Les mots “c’est pourquoi” au début du verset 15 se rapportent à l’oeuvre expiatoire de Jésus qui est le seul fondement de leur salut. Ce salut a pour effet de placer les rachetés au service de Dieu. “C’est pourquoi ils sont devant le trône de Dieu et lui rendent un culte jour et nuit dans son temple.” Ils sont en train de l’adorer continuellement dans son temple. À l’inverse, les pécheurs qui n’auront pas été lavés par le sang de l’Agneau ne pourront pas subsister dans la présence de Dieu, devant la colère de Dieu et de l’Agneau (6:15-16). “Qui pourra subsister?” Seuls ceux qui auront été purifiés par le sang de Jésus qui a pu calmer la colère de Dieu et pleinement satisfaire sa justice. Leur foi persévérante leur permettra d’entrer dans la présence de Dieu et leur entrée dans cette présence majestueuse sera leur récompense. Ceux-là qui subsisteront et qui se tiendront devant le trône et devant l’Agneau adoreront leur Seigneur et Sauveur de tout leur coeur! C’est le but final de notre salut et ce sera notre vocation éternelle, accomplie dans la plus grande joie et la plus grande plénitude.

 

Les derniers mots du verset 15 se lisent littéralement: “il dressera sa tente sur eux”. Cela peut rappeler encore la fête des tentes qui trouve son plein accomplissement glorieux dans l’Église glorifiée qui demeure avec le Seigneur et dans le Seigneur qui demeure avec son Église (voir 21:3; Zacharie 14:16).
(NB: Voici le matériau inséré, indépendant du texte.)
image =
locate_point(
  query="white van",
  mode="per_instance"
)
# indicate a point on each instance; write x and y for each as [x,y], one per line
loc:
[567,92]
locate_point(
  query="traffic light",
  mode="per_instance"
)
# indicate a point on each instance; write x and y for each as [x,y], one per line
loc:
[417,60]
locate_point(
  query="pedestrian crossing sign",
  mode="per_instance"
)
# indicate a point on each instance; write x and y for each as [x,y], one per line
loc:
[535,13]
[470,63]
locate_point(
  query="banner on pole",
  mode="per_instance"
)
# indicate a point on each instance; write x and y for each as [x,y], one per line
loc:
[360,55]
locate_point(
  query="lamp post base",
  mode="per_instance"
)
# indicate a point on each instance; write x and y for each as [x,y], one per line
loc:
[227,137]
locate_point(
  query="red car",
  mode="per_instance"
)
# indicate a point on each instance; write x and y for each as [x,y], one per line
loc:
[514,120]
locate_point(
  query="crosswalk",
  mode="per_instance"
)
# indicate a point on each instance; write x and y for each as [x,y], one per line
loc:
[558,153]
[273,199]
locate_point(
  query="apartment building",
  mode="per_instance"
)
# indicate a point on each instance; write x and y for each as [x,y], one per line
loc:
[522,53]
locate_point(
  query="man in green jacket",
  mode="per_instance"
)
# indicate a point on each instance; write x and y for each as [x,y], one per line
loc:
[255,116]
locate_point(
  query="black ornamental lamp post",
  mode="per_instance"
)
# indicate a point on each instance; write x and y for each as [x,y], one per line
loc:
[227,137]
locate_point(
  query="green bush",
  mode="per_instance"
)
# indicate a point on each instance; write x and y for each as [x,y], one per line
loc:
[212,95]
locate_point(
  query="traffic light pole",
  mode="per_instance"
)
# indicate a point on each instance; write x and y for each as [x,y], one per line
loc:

Leur bonheur est exprimé de façon négative au moyen des paroles venant d’Ésaïe 49:10, rappelant les difficultés du voyage dans le désert dont le peuple de Dieu est maintenant libéré. “Ils n’auront plus faim, ils n’auront plus soif, et le soleil ne les frappera plus, ni aucune chaleur.” Le verset 17 donne une description positive de leur bonheur, dans des paroles qui rappellent le Psaume 23: “Car l’Agneau qui est au milieu du trône les fera paître et les conduira aux sources des eaux de la vie, et Dieu essuiera toute larme de leurs yeux.” Ces paroles contiennent une nouvelle référence à la fête des tentes en ce sens qu’elles parlent des sources des eaux de la vie vers lesquelles l’Agneau les conduira. Un des rituels de cette fête était de puiser de l’eau du puits de Siloé dans une cruche d’eau en or et de la verser dans le temple en mémoire de l’eau sortie du rocher dans le désert (voir Ésaïe 12:3; Jean 7:2,37-38). Il ne reste plus aucune trace des anciennes souffrances, car Dieu lui-même essuiera toute larme de leurs yeux (voir Ésaïe 25:8). Ce bonheur éternel contraste radicalement avec la terreur de ceux qui voudront se cacher dans les cavernes et qui espéreront que les rochers tombent sur eux pour qu’ils restent loin de la face de Dieu (6:16-17). Mais les rachetés qui appartiennent à l’Agneau auront une place en parfaite sécurité dans le temple éternel de Dieu et ne manqueront jamais de rien.